We looked at some examples to help refine thinking on demonstrators:

Examples of the use of a timeline:

Example of a geographical view:

The Advisory Group will finalise demonstrators to be developed at its meeting in May; the key will be in demonstrating how the use of Linked Data can enhance the collections, which may in turn encourage sustainability of the tools and processes used.

Progress against workplan

Friday, May 25th, 2012

The Bricolage Advisory Group reviewed progress against the project workplan at its second meeting on 20 April 2012. We agreed to bring forward by a month each the two remaining AG meetings – to May and July – to ensure continuing review and steer towards the end of the project in August.

The Linked Data: Hosting work package has started with options such as Talis and data.bris being considered. Timing of the data.bris project may preclude its use, although it may not be the best place to host data from Bricolage anyway. It could, however, be used to create URIs and expose data in an external view. Options to be considered more fully at the meeting in May.
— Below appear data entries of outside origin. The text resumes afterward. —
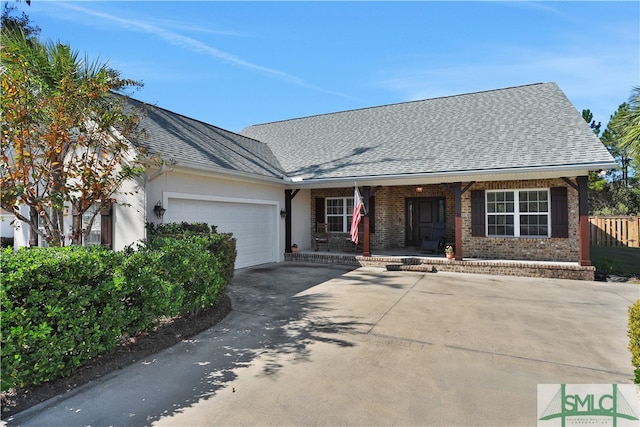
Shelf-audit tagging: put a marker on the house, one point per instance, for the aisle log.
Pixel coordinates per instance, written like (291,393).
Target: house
(505,170)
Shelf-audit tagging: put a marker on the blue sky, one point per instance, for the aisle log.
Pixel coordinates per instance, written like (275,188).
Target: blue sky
(233,64)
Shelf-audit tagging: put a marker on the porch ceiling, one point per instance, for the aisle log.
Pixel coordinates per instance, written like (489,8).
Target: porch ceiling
(447,177)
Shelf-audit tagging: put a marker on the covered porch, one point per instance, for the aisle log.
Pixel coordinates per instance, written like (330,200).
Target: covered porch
(399,217)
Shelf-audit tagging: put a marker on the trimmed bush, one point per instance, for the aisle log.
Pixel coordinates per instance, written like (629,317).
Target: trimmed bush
(58,311)
(63,306)
(634,338)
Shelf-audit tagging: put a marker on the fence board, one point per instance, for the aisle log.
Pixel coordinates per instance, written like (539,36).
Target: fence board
(615,230)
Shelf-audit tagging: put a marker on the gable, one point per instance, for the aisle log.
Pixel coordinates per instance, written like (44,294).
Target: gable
(192,143)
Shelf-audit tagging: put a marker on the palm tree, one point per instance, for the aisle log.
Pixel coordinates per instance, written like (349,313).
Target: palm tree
(629,124)
(60,115)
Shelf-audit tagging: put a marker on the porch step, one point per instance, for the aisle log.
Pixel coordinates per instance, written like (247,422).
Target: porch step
(550,270)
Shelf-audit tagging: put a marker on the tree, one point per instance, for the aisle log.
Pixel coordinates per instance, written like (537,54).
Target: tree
(615,194)
(18,23)
(629,125)
(611,138)
(65,132)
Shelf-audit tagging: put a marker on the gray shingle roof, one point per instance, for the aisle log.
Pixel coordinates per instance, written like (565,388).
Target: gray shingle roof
(521,127)
(192,142)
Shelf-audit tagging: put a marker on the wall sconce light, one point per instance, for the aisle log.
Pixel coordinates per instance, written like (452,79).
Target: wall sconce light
(159,210)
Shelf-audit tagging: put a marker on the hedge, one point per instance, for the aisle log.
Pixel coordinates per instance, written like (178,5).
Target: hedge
(634,338)
(63,306)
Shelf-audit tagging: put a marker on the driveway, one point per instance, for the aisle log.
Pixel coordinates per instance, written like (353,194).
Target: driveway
(323,345)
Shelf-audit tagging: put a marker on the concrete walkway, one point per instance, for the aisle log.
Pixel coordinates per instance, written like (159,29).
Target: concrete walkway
(322,345)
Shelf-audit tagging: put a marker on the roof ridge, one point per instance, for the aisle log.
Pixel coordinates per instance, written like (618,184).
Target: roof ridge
(146,104)
(396,103)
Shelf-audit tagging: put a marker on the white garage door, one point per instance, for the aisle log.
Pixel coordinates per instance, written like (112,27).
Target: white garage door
(253,225)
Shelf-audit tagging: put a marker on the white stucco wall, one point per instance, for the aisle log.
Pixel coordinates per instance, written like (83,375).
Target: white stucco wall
(6,229)
(129,215)
(204,186)
(301,219)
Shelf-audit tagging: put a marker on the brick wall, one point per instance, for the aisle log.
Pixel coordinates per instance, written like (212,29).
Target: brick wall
(536,249)
(390,218)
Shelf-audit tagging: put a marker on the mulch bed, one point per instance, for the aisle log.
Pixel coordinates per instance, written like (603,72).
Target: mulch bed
(166,334)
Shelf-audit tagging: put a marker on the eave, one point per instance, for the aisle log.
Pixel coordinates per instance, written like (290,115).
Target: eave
(497,174)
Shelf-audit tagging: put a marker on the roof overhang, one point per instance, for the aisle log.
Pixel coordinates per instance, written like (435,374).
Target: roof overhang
(220,173)
(506,174)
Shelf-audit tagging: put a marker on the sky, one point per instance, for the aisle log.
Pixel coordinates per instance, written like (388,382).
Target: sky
(234,64)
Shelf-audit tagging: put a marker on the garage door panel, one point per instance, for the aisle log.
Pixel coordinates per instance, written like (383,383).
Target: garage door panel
(252,225)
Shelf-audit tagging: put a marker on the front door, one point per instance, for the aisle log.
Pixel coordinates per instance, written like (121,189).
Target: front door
(421,213)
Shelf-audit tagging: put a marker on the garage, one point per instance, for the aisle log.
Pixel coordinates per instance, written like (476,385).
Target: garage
(254,225)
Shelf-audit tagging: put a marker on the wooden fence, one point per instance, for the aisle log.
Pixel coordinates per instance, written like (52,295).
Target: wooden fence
(615,230)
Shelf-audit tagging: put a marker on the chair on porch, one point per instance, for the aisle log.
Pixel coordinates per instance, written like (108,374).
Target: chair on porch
(321,237)
(435,243)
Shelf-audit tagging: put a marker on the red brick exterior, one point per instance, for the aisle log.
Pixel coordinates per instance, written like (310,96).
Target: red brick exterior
(390,221)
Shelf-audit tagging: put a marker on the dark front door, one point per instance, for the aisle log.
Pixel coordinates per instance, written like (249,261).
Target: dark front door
(421,213)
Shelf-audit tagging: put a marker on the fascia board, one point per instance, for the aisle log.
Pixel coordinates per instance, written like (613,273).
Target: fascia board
(509,174)
(216,172)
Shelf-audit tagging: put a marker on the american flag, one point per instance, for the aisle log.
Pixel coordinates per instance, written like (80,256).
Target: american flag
(358,208)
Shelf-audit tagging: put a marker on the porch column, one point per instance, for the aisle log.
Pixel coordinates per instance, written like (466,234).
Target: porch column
(287,220)
(457,195)
(366,245)
(33,232)
(583,230)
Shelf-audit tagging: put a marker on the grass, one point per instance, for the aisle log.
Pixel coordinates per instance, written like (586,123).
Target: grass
(617,260)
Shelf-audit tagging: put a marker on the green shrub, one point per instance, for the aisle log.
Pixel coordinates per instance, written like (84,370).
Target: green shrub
(634,338)
(63,306)
(58,311)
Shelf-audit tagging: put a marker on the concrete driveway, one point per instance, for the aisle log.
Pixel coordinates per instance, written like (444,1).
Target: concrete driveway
(322,345)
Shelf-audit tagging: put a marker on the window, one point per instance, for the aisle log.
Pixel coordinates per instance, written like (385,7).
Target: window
(339,211)
(95,235)
(520,213)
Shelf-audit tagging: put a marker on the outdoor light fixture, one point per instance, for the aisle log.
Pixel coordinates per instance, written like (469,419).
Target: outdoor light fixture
(159,210)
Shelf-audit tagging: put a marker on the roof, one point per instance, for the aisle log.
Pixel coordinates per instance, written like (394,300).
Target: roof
(190,142)
(526,127)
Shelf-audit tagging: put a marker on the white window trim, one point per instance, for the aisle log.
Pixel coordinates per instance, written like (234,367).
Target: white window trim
(96,226)
(346,221)
(516,213)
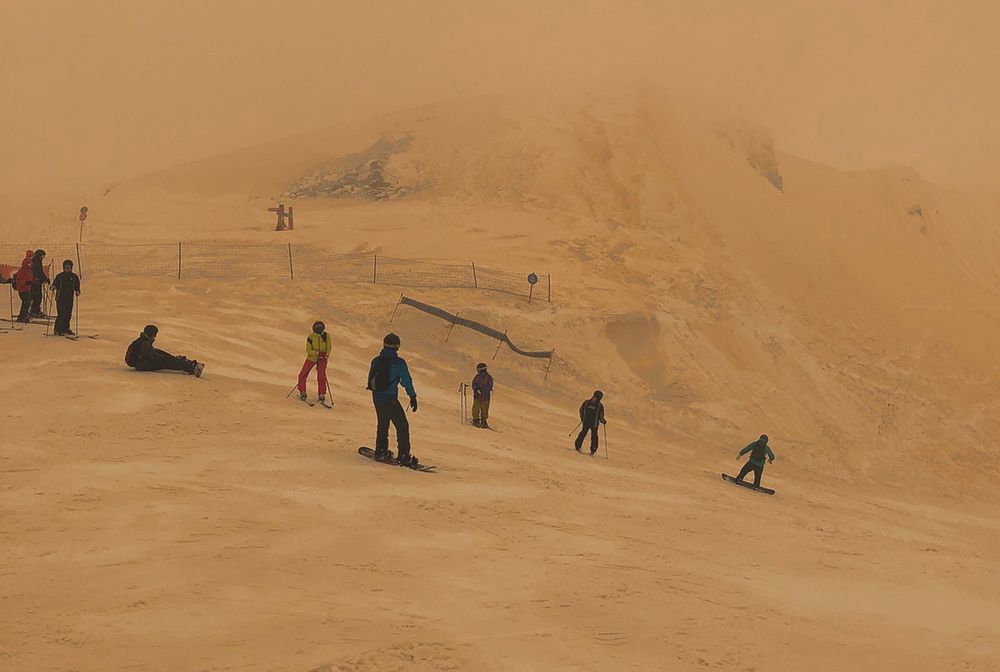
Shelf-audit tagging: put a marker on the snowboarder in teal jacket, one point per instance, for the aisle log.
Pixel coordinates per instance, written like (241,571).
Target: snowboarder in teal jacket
(388,371)
(758,451)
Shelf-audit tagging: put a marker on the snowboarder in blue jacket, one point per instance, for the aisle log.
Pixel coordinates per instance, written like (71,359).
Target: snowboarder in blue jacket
(387,372)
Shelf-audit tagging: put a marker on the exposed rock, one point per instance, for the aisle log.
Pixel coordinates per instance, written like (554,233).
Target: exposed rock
(369,175)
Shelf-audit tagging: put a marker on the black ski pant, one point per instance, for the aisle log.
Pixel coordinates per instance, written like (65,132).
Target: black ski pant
(593,439)
(25,306)
(164,361)
(757,469)
(64,313)
(391,412)
(36,299)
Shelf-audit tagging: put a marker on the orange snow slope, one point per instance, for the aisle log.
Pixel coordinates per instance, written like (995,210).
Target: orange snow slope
(162,522)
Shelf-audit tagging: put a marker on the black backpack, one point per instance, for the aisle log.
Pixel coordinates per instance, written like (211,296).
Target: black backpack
(381,378)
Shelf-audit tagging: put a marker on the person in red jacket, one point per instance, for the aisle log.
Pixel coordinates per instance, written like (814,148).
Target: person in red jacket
(22,285)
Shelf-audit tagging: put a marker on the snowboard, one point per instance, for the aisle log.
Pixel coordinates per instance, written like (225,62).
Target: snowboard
(748,486)
(364,451)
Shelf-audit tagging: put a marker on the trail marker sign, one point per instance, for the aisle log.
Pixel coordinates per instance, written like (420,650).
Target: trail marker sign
(285,218)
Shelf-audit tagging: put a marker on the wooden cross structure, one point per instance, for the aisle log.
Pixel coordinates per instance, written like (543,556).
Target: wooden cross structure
(286,221)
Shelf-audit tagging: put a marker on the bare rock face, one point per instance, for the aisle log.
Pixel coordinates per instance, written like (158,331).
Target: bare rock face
(379,173)
(758,148)
(761,158)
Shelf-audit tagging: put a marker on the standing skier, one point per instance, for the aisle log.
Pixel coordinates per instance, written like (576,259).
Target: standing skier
(758,451)
(22,285)
(317,354)
(591,417)
(482,390)
(385,375)
(38,278)
(142,356)
(66,287)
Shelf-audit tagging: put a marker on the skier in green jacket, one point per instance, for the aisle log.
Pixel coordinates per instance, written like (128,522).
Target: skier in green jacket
(758,451)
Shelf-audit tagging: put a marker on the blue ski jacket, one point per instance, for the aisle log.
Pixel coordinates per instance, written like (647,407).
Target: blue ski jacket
(399,374)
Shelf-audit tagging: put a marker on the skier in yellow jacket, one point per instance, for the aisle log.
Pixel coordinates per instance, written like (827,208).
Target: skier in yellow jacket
(317,353)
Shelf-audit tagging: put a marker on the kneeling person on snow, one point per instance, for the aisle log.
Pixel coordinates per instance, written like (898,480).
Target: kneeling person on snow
(385,375)
(317,354)
(482,390)
(142,356)
(591,417)
(758,451)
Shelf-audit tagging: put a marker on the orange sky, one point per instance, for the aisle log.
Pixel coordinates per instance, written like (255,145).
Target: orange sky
(104,90)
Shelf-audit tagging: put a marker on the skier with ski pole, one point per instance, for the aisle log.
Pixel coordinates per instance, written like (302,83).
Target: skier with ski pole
(318,345)
(591,417)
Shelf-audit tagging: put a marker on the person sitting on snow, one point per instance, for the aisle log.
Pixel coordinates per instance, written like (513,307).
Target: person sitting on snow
(142,356)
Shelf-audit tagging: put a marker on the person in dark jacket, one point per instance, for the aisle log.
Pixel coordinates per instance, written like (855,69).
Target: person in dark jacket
(758,451)
(387,372)
(591,418)
(22,285)
(482,391)
(66,287)
(38,278)
(142,356)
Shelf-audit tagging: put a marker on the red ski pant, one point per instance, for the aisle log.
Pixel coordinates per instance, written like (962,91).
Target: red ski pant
(320,374)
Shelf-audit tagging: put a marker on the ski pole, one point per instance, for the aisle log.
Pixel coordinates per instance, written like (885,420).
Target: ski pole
(46,309)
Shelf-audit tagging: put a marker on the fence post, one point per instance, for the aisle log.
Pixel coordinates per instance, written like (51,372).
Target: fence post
(450,329)
(393,316)
(499,345)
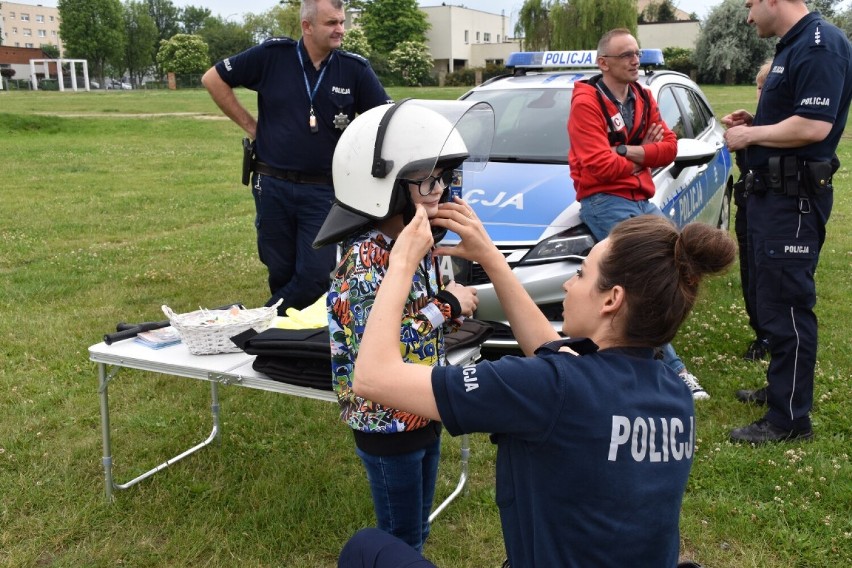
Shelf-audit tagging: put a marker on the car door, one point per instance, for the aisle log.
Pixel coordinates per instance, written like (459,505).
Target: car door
(690,193)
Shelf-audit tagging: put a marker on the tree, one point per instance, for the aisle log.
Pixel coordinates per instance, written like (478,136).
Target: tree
(141,32)
(183,54)
(413,61)
(193,18)
(844,21)
(388,23)
(579,24)
(355,41)
(533,25)
(166,17)
(225,38)
(728,49)
(280,20)
(93,30)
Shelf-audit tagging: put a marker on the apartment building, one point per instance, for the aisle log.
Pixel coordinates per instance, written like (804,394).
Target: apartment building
(29,25)
(461,37)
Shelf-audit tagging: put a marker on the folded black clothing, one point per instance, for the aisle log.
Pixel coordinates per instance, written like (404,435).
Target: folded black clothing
(313,373)
(302,357)
(310,343)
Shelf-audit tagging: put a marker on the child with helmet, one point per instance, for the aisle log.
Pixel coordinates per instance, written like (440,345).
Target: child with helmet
(388,161)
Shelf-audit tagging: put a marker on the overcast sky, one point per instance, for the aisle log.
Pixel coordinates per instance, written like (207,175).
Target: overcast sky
(226,8)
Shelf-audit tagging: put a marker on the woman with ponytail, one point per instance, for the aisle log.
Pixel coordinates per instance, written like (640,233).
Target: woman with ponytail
(595,436)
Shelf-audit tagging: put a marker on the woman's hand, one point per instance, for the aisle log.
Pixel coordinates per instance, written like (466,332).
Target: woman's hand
(475,244)
(414,242)
(466,295)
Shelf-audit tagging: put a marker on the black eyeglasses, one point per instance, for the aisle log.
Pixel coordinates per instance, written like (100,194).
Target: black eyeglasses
(445,178)
(627,55)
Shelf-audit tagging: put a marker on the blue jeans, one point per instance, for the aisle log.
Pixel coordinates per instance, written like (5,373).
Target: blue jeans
(403,487)
(601,212)
(289,215)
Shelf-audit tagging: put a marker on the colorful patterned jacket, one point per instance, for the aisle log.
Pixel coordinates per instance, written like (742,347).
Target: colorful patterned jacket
(350,299)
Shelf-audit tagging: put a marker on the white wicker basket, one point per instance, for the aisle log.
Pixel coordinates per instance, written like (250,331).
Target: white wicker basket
(207,332)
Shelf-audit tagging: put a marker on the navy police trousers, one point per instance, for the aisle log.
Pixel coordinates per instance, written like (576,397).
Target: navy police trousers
(289,215)
(785,235)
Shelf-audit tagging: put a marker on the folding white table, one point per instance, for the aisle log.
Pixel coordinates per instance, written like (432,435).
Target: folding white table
(225,369)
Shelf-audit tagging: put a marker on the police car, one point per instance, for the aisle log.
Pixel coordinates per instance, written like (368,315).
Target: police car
(525,195)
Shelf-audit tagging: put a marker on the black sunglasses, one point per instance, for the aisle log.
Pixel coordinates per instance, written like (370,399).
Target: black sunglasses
(627,55)
(445,178)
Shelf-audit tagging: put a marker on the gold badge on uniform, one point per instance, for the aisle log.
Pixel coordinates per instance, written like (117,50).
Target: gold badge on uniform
(341,121)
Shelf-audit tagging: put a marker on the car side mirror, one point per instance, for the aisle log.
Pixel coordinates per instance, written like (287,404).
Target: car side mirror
(691,152)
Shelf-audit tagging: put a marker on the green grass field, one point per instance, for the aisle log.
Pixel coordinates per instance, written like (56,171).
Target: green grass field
(113,203)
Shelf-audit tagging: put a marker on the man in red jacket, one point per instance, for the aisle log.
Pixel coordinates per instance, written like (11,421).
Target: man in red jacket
(617,135)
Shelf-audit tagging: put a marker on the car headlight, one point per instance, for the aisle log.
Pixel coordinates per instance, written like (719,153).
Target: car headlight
(575,243)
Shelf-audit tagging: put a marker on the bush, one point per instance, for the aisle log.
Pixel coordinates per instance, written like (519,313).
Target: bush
(679,59)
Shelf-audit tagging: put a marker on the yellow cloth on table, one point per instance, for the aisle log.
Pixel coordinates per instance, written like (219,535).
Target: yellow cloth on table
(312,317)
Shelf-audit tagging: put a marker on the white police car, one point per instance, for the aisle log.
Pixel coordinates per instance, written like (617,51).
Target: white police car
(525,196)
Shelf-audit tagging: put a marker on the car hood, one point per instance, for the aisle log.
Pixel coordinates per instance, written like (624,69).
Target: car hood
(521,203)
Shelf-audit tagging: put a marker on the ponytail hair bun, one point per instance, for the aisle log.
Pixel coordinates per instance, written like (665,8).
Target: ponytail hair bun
(660,269)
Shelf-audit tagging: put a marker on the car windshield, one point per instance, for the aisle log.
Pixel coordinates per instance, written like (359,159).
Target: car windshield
(530,124)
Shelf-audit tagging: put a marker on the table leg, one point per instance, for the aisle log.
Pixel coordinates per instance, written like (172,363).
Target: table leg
(104,379)
(103,382)
(465,457)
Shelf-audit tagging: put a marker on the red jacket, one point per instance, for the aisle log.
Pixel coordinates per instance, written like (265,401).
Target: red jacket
(595,168)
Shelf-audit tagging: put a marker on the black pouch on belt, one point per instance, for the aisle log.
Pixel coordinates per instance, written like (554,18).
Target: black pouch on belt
(818,177)
(248,160)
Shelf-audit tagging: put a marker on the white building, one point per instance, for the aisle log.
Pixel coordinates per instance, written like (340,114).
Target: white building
(29,25)
(460,37)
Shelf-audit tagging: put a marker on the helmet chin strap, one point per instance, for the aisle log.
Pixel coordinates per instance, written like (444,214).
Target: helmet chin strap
(408,210)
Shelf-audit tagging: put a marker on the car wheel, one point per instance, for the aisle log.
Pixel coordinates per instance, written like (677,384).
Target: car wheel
(725,212)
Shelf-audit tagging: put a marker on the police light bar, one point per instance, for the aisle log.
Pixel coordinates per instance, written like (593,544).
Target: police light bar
(571,59)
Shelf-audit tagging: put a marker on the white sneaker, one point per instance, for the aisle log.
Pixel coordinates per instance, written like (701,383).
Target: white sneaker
(691,381)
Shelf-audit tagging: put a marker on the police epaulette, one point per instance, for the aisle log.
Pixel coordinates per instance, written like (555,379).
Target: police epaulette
(359,58)
(278,41)
(582,346)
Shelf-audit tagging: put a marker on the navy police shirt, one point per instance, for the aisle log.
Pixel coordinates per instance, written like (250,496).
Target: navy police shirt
(811,77)
(594,452)
(284,138)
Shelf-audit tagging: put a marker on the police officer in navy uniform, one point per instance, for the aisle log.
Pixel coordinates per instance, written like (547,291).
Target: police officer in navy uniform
(789,143)
(595,437)
(308,91)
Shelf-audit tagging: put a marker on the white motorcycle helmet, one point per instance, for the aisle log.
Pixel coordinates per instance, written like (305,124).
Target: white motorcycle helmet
(393,142)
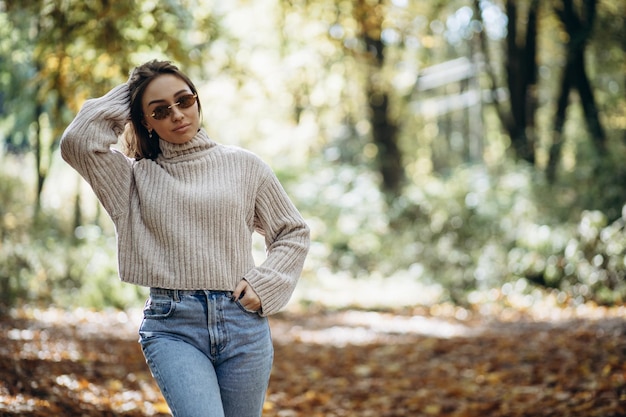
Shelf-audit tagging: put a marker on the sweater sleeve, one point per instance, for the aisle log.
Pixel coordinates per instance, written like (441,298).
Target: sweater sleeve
(287,240)
(87,143)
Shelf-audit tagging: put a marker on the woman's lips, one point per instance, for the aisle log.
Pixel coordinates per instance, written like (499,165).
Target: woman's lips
(182,128)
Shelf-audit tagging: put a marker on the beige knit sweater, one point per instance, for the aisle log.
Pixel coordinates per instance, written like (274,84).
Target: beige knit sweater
(185,220)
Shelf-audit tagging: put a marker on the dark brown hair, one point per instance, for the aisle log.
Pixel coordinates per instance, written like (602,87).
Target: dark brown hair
(137,140)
The Linked Data : Metadata review/export work package is moving at a different pace with the Penguin Archive and the Geology Museum (see separate blog posts on export work). In Earth Sciences, student effort is being used to move data from spreadsheet format into an online (Drupal) database. Some of the issues arising are in formats used, including free text, and the need to restrict terminology. There is a huge amount of currently unstructured data. Review and export piloting will carry on for another 2-3 weeks. For the Penguin Archive, wok has focused on trying to add authority terms but this has proved extremely labour-intensive, more so than anticipated. Good authority data is needed for good Linked Data, and this needs to be taken into account when initially cataloguing collections. Legacy data without authority data continue to pose problems.

The entity extraction process poses the question ‘can we identify things in textual descriptions, linking unlinked data? Some online services can analyse text, eg DBPedia Spotlight entity detection and disambiguation services for constructing bespoke Named Entity Recognition solutions. The Women’s Library at London Met deals effectively with disambiguation of names. We are interested in parsing text through the process to see how useful and accurate it can be. Entity extraction is at the experimental end of our work, but Linked Data to an authority source and processes around this are of interest.

Export implementation should be complete by end of May.

Identifiers and Linking work package: Geology have thus far been creating internal links within their data. Work to link this data to other datasets has not yet started. Work on the Penguin Archive to date has highlighted a problem around the stability of URIs; sustainability is an issue for the future. For example, a person identified in the Penguin Archive data could have a unique ID in CALM but that identifier could easily break if CALM’s internal ID scheme is changed by the vendor. Alternative ID schemes that rely on the person’s name or their biographical dates also pose similar problems if, say, the person changes their name or their commonly accepted biographical dates change. We need persistent IDs (eg DOIs) in combination with a resolver service to map from persistent IDs to appropriate internal current IDs (eg CALM IDs).

On microdata, for Geology we’re looking to embed data coming out of the catalogue in the public site so that big search engines can find structured data. We’ll be looking at metadata as RDFa within the HTML of the public site.

Sustainability of the tools and workflow developed during the project is important. The key is in developing a set of processes and tools that are easy to use in terms of the export process and publication of Linked Data, so that archivists might routinely use them. Questions arise about what is most useful for the long-term, what is transferable.

The demonstrator workpackages will begin at the end of May; evaluation and dissemination work packages will be discussed at the May Advisory Group meeting.